People are trying to use gen AI in more and more use-cases, it used to fall flat on its face at trivial stuff, now it got past trivial stuff but still scratching the boundaries of being useful. And that is not an attempt to make the gen AI tech look bad, it is really amazing what it can do - but it is far from delivering on hype - and that is why people are providing critical evaluations.
Lets not forget the OpenAI benchmarks saying 4.0 can do better at college exams and such than most students. Yet real world performance was laughable on real tasks.
> Lets not forget the OpenAI benchmarks saying 4.0 can do better at college exams and such than most students. Yet real world performance was laughable on real tasks.
That's a better criticism of college exams than the benchmarks and/or those exams likely have either the exact questions or very similar ones in the training data.
The list of things that LLMs do better than the average human tends to rest squarely in the "problems already solved by above average humans" realm.

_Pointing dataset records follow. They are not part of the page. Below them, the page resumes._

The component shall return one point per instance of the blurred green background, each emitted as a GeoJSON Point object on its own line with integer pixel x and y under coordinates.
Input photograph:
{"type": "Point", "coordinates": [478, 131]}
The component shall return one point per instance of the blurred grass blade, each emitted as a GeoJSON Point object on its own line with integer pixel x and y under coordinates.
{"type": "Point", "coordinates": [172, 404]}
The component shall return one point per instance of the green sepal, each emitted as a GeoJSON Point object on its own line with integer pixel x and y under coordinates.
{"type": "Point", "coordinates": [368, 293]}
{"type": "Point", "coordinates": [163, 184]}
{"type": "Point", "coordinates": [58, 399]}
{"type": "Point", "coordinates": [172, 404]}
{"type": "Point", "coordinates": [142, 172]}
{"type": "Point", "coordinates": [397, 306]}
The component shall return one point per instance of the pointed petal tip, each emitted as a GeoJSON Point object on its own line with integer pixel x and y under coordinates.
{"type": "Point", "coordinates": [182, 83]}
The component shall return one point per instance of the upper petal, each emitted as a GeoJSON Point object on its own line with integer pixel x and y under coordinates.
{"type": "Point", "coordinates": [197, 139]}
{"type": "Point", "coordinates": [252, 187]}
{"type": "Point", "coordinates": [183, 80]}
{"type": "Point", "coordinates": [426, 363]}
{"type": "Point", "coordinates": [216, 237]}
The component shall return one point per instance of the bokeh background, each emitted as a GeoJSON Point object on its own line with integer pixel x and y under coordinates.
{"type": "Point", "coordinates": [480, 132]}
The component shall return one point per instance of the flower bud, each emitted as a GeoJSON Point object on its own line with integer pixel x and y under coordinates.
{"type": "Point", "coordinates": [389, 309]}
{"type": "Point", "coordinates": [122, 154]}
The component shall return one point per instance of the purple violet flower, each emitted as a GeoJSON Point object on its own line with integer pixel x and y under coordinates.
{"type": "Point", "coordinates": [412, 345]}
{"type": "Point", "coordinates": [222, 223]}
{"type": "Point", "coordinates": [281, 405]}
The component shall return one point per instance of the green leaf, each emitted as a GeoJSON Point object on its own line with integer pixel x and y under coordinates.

I don’t know why I keep submitting myself to hacker news but every few months I get the itch, and it only takes a few minutes to be turned off by the cynicism. I get that it’s from potentialy wizened tech heads who have been in the trenches and are being realistic. It’s great for that, but any new bright eyed and bushy tailed dev/techy, whatever, should stay far away until much later in their journey
Not really new is it? First cars just had to be approaching horse and cart levels of speed. Comfort, ease of use etc. were non-factors as this was "cool new technology".
In that light, even a 20 year old almost broken down crappy dinger is amazing: it has a radio, heating, shock absorbers, it can go over 500km on a tank of fuel! But are we fawning over it? No, because the goalposts have moved. Now we are disappointed that it takes 5 seconds for the Bluetooth to connect and the seats to auto-adjust to our preferred seating and heating setting in our new car.
We are currently at nonsensical pacing while writing novels.